Live transcription for meetings, courts, and clinics. At 241 ms global latency, captions appear at essentially the same moment words are spoken. There is no visible lag. Participants can read along in real time rather than watching a transcript play catch-up two sentences behind the speaker.
Multilingual contact centres. Over 93% Smart-Turn accuracy in both English and Hindi from a single model removes the need for separate language pipelines, separate accuracy benchmarks, and separate quality monitoring for different call queues. One model handles the full range of your customer base.
Compliance-sensitive deployments. On-premises processing at 184 ms means you never have to choose between speed and data sovereignty. Healthcare, legal, financial, and government applications can have both.
The Numbers, Plainly Stated
LAN latency: 184.39 ms.
Global latency: 241.16 ms.
Smart-Turn accuracy in English: 93.01%.
Smart-Turn accuracy in Hindi: 93.13%.
Smart-Turn latency: under 47 milliseconds in both languages.
Model size: 3 billion parameters, deployable on-premises.

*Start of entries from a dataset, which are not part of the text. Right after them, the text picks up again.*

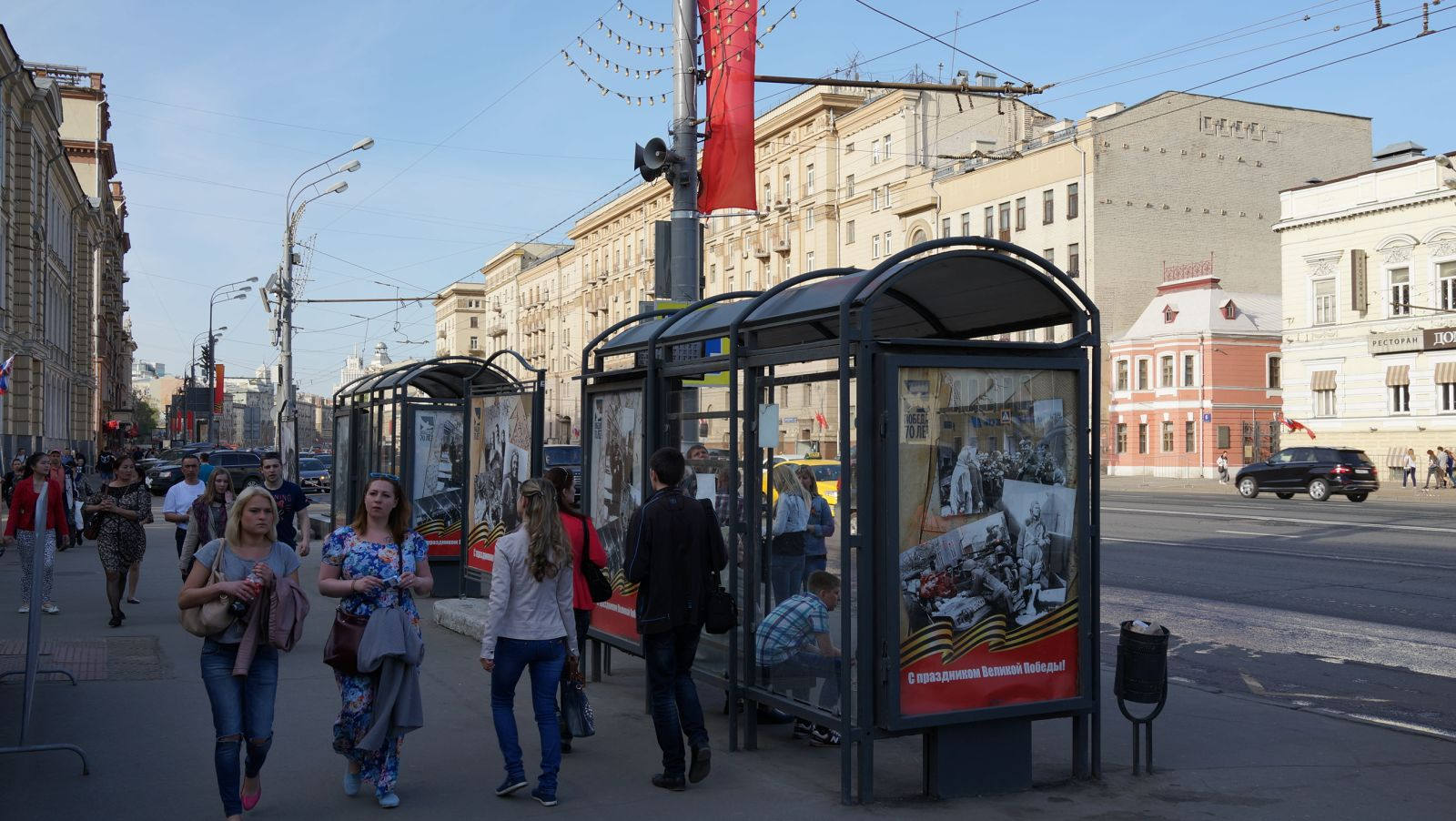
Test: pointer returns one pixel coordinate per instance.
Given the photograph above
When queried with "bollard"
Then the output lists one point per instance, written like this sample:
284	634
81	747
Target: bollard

What we value most in this set of results is not any single figure. It is the consistency. The model performs in the same tier across different network conditions, across different deployment environments, and across different languages. It does not have a best-case scenario that masks a difficult average. The numbers you see here are the numbers you get.
Final Word
Speech recognition is not a solved problem just because the leaderboard numbers keep improving. The part that remains unsolved is the gap between what a model can do on a curated dataset and what it reliably does when real people are using it in real conditions.
We built this model to close that gap. Not to win a benchmark. To work in a contact centre in Mumbai and a legal firm in London and a hospital system running fully on-premises and a global consumer product routing through cloud infrastructure. In all of those environments, across both of the languages we tested, under both of the network conditions we measured.
That is the bar we hold ourselves to. And these are the numbers we got.